Kirkopoulos Anna, M'Pembele René, Roth Sebastian, Stroda Alexandra, Larmann Jan, Gillmann Hans-Joerg, Kotfis Katarzyna, Ganter Michael T, Bolliger Daniel, Filipovic Miodrag, Guzzetti Luca, Mauermann Eckhard, Ionescu Daniela, Spadaro Savino, Szczeklik Wojciech, De Hert Stefan, Beck-Schimmer Beatrice, Howell Simon J, Lurati Buse Giovanna A
Anesthesiology Department, University Hospital Düsseldorf, Heinrich Heine University, Düsseldorf, Germany.

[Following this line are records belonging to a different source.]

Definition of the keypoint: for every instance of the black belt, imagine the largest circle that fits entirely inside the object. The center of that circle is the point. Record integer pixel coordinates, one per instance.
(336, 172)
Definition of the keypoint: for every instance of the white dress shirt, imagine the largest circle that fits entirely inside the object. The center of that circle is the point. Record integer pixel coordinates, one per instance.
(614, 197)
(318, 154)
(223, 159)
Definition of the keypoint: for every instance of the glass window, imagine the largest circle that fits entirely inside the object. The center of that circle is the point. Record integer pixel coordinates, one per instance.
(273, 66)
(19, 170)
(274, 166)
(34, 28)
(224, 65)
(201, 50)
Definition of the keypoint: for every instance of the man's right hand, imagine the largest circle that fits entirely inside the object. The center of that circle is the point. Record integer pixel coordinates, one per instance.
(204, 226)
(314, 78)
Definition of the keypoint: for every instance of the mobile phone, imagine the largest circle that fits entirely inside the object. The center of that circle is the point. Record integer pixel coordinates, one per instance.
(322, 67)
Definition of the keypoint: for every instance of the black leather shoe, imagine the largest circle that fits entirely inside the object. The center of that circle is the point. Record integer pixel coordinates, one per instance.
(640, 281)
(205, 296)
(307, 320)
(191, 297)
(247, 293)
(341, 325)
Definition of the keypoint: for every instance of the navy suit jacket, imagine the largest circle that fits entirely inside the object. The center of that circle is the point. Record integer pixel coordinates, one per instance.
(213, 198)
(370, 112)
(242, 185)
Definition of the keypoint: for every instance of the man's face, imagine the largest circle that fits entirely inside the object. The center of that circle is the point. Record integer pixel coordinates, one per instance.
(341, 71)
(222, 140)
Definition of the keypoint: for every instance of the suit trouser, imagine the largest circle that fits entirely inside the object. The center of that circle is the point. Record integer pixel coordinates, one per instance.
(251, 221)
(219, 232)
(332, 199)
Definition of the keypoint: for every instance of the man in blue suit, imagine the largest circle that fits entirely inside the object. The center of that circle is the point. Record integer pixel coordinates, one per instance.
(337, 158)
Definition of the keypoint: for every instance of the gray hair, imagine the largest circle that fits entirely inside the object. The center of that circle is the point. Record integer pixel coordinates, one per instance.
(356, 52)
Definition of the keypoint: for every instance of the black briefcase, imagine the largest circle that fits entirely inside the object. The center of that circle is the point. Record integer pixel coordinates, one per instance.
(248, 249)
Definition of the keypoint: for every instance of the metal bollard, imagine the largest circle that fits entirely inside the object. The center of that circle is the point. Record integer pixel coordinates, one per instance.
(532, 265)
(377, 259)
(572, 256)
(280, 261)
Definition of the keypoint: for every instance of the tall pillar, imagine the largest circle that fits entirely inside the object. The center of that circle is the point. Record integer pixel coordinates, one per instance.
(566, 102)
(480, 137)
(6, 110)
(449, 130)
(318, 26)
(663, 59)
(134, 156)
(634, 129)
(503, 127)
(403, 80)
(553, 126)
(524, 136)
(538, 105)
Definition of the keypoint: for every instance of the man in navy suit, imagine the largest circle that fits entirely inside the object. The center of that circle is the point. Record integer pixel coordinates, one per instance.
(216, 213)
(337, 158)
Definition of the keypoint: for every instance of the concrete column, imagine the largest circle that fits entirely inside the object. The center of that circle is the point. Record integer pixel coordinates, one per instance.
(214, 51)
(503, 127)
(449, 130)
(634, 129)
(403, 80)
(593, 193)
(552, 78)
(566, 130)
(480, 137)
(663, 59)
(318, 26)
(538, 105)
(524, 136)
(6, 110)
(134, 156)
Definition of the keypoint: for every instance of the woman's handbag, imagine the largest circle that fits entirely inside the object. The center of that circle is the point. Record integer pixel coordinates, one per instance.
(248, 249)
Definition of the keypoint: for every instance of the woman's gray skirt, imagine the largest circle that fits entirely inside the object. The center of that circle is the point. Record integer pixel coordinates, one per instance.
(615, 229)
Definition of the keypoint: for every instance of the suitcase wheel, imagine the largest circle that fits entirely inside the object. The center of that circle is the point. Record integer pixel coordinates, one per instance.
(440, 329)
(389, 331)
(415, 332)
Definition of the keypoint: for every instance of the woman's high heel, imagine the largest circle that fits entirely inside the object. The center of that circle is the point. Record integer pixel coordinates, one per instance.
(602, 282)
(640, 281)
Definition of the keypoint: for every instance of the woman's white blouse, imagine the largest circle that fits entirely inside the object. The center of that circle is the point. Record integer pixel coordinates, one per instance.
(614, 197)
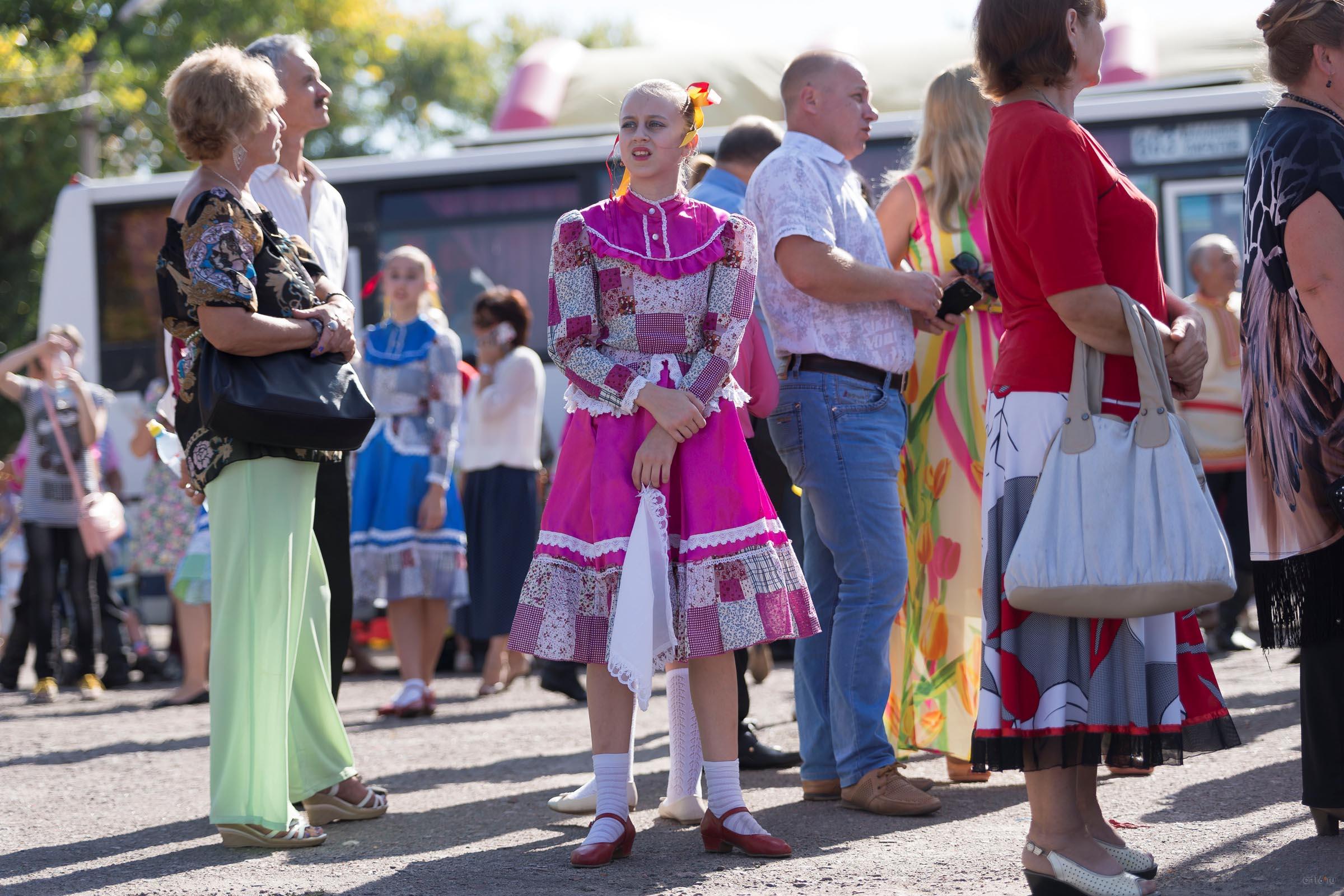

Department of Anesthesiology, Heidelberg University Hospital, Heidelberg, Germany.
Anaesthesia. 2025 Aug;80(8):927-934. doi: 10.1111/anae.16607. Epub 2025 Apr 15.
Heart failure is a frequent comorbidity in patients undergoing non-cardiac surgery and an acknowledged risk factor for postoperative mortality. The associations between stable chronic heart failure and postoperative outcomes have not been explored extensively. The aim of this study was to determine associations between stable chronic heart failure and its peri-operative management and postoperative outcomes after major non-cardiac surgery.
This is a secondary analysis of MET-REPAIR, an international prospective cohort study including patients undergoing non-cardiac surgery aged ≥ 45 y with increased cardiovascular risk. Main exposures were stable chronic heart failure and availability of a pre-operative transthoracic echocardiogram. The primary endpoint was the incidence of postoperative major adverse cardiovascular events at 30 days. Secondary endpoints included 30-day mortality and severe in-hospital complications. Multivariable logistic regression models were calculated.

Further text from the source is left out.